Still, gold is slightly up on the year. To find any real bullish momentum, one of three things needs to happen:
- Interest rates start to fall. The Fed is dead set on cranking up interest rates while they can, although they could quickly change their minds if the U.S. economy takes a turn for the worse and unemployment starts rising.
- The U.S. dollar starts dropping. This could happen if U.S. inflation remains stubbornly high or the Fed shifts to a more dovish policy.
- Investors lose hope in the stock market and turn toward safe-havens. So far, investors have only revoked a small percentage of the funds invested in the stock market, failing to find any alternatives. If the U.S. enters a recession or the S&P 500 officially enters a bear market, investors could begin a mass migration to gold.
As inflation took the world by storm, the “Federal Funds Rate” climbed into news headlines. The Fed Funds Rate is the Fed’s primary tool to adjust monetary policy, which means it has drastic implications for the financial markets and the economy.
When the Fed raises rates, it effectively increases the price of money. Right now, the Fed is cranking up the Fed Funds Rate to tighten monetary policy and fight inflation. Fed officials expect to raise the Fed Funds rate by 50 basis points (0.5%) at both its June and July meetings, which would bring it to around 2%.
The Fed has not increased rates this fast since the 1980s.
What is the Fed Funds Rate?
Commercial banks borrow money from each other all the time. If one bank has extra reserves, it can lend out those funds on a short-term basis to another bank that needs extra cash. The Fed Funds Rate refers to the interest rate the lending bank charges the borrowing bank.
By adjusting the Fed Funds Rate, the Federal Reserve recommends how much the lending bank should charge in interest. The Federal Open Market Committee (FOMC) meets eight times per year to decide the Fed Funds Rate. From March 2020 through January 2021, the Fed held the Fed Funds Rate near zero. Banks could basically borrow money for free.
The Fed Funds Rate serves as a baseline for all other interest rates, including bond yields, mortgages, and credit cards. The chart below shows the 2-year, 5-year, and 10-year treasury yields on top of the Fed Funds chart. As you can see, all interest rates have been skyrocketing this year.

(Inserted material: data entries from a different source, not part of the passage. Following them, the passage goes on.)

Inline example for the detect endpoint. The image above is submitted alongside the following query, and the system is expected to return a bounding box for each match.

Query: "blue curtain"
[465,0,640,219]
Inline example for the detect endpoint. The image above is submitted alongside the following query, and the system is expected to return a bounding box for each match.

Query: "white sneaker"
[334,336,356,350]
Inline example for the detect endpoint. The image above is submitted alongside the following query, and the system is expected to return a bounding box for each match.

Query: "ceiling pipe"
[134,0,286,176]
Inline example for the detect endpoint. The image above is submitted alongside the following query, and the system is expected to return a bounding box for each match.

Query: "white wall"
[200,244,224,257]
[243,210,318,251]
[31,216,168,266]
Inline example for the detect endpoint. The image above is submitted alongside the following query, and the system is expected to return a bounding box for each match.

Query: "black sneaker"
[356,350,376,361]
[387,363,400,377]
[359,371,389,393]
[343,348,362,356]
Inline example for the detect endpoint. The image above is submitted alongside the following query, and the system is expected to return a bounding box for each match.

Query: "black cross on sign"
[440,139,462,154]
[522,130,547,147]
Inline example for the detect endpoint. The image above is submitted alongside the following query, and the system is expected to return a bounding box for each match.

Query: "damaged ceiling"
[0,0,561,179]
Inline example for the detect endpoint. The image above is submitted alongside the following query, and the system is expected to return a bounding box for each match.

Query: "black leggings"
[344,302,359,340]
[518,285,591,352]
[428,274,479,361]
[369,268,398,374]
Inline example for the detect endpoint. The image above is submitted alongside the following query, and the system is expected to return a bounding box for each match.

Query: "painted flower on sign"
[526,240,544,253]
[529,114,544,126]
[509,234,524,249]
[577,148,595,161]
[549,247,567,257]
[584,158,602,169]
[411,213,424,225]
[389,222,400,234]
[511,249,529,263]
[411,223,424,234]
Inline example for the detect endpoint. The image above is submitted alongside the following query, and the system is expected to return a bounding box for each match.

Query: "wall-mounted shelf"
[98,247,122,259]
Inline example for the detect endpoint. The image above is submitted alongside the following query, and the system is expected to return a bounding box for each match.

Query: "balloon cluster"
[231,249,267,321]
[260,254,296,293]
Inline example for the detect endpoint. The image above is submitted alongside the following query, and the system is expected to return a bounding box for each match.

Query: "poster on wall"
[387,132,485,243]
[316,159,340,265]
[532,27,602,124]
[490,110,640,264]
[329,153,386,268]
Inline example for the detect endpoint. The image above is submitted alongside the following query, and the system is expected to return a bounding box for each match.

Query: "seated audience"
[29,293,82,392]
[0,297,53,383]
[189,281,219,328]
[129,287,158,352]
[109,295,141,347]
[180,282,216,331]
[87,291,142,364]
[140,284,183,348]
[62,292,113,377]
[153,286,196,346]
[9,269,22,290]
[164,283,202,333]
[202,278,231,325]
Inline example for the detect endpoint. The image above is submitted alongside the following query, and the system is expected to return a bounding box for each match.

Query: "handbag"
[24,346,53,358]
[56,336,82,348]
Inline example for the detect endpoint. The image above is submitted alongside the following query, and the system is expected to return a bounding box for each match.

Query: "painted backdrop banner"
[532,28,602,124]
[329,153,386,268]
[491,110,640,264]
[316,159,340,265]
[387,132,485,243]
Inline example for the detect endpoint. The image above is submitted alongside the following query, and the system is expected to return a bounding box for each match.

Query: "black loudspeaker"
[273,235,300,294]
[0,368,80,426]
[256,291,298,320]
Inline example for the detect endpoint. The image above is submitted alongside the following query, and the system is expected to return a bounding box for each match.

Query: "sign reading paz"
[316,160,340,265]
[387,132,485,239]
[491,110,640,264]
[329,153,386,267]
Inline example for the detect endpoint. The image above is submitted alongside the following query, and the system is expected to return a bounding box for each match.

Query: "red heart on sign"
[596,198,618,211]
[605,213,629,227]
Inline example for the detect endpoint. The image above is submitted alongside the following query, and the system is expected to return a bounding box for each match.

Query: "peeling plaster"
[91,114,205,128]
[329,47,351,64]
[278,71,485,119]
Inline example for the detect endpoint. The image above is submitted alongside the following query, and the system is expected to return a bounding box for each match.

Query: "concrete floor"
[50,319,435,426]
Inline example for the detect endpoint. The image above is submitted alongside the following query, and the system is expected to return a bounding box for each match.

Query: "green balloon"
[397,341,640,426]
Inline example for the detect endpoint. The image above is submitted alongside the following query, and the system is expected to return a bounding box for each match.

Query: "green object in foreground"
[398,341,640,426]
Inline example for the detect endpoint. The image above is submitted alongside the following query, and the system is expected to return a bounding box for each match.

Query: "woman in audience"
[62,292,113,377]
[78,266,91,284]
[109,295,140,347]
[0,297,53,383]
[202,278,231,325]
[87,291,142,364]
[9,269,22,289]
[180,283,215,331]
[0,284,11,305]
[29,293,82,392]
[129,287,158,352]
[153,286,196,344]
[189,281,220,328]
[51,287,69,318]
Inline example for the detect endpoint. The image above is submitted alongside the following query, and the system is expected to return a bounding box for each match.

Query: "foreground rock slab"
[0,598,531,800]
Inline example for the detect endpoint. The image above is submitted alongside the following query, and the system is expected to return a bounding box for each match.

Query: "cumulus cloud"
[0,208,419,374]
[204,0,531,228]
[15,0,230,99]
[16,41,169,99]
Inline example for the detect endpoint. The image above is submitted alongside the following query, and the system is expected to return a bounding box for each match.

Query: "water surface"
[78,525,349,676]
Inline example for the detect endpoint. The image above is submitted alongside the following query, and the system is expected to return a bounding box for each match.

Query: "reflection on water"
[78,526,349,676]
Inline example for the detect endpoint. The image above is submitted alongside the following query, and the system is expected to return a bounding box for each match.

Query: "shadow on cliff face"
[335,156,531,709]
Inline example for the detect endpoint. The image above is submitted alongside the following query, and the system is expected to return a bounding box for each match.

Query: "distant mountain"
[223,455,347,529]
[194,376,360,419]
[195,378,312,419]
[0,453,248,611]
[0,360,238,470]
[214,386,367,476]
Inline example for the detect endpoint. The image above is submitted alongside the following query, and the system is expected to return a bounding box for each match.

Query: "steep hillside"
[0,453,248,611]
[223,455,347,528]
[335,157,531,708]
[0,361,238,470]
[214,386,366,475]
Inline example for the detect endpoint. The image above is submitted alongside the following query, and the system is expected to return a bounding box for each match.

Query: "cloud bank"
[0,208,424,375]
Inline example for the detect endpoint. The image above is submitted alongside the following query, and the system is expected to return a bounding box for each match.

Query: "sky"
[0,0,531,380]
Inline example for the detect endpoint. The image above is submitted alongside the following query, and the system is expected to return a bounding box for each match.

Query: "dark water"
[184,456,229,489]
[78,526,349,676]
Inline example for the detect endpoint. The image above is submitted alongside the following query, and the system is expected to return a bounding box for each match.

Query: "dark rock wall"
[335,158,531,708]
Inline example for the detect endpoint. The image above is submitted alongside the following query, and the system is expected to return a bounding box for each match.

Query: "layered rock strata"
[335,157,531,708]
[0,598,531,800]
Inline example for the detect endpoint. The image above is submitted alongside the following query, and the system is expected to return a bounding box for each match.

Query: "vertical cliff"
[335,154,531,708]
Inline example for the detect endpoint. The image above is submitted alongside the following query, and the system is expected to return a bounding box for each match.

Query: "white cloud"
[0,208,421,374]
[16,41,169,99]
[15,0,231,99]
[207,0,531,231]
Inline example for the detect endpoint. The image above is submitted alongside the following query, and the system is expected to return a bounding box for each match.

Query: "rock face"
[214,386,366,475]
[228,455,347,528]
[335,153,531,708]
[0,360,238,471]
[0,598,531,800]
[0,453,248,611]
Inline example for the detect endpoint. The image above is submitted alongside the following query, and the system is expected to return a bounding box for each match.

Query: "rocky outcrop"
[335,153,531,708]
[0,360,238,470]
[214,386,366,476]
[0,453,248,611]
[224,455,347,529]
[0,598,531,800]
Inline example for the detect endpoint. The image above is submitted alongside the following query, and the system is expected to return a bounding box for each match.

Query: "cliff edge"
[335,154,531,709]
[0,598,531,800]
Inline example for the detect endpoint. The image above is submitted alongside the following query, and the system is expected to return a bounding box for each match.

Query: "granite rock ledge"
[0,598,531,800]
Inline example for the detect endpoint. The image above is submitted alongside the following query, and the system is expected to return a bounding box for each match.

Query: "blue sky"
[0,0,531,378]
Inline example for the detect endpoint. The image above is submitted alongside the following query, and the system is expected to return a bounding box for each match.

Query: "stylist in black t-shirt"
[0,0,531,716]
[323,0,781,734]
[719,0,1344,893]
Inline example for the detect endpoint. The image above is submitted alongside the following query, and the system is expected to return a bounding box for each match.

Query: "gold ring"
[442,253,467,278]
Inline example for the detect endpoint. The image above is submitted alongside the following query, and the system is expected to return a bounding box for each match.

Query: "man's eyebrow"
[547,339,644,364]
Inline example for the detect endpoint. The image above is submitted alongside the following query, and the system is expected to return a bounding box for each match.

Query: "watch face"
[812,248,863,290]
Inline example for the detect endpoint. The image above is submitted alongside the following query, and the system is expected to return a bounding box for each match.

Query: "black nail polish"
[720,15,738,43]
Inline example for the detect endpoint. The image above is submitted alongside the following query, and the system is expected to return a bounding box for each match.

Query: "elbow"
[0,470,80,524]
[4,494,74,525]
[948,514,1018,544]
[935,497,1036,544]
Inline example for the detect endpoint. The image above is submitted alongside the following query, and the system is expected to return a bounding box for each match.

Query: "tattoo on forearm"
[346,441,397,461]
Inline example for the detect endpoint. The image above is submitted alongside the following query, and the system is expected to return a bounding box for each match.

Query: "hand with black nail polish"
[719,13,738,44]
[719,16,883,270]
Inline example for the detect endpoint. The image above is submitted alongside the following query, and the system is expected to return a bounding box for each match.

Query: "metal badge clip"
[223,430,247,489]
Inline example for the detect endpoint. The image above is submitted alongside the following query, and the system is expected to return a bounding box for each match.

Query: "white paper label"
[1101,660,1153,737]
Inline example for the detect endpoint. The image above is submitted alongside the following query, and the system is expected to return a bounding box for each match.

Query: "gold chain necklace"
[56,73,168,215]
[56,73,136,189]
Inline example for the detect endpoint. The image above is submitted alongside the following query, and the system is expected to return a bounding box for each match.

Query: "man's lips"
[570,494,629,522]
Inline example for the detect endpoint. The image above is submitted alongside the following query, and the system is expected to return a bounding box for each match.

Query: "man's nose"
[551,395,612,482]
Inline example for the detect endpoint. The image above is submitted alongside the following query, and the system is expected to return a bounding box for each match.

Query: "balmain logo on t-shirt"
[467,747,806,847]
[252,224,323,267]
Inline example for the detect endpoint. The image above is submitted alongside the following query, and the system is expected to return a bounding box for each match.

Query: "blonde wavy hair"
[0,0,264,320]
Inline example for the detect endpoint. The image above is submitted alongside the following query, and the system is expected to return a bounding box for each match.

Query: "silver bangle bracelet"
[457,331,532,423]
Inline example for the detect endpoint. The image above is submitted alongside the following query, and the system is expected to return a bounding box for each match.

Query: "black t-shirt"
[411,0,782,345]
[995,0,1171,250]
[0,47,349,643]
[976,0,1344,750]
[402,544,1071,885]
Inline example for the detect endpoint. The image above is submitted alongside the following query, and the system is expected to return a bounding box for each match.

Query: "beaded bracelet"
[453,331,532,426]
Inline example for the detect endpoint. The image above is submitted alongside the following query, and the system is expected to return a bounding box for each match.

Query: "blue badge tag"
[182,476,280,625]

The Fed Funds Rate also tends to follow the Consumer Price Index. When inflation starts rising, the Fed steps in to increase the price of money and decrease the money supply.
For example, in 1980, inflation peaked at 14.76%. Soon after, the Fed raised the Fed Funds Rate to 19.10%. Right now, the Fed Funds Rate is below 1% while inflation sits at 8.26%. The Fed has a long way to go before catching up with CPI.
The problem is, rising rates have absolutely crushed the stock market this year.
Faith in the Fed
So far, the Fed officials have stuck to their guns. If you are invested in the stock market, too bad. It will continue to be a casualty in the Fed’s fight against inflation.
The question is, will the Fed reverse its path? When and if the Fed Funds Rate starts hurting the economy, people will be much less receptive to monetary tightening. For example, if the U.S. enters a recession and unemployment starts skyrocketing, the Fed will find it much more difficult to continue cranking up the price of money.
In that case, the Fed will lose all credibility. The Fed needs to maintain the illusion of control. Recession on the horizon? Inflation crushing the consumer? No problem, the Federal Reserve can fix anything!
Until…they can’t. At this point, a dovish policy pivot would prove that the Fed cannot engineer a soft landing, cannot control inflation, and cannot prevent a recession. This situation would likely result in a massive increase in the price of gold because gold serves as a hedge against central banking.
When investors lose faith in the Fed, they purchase gold.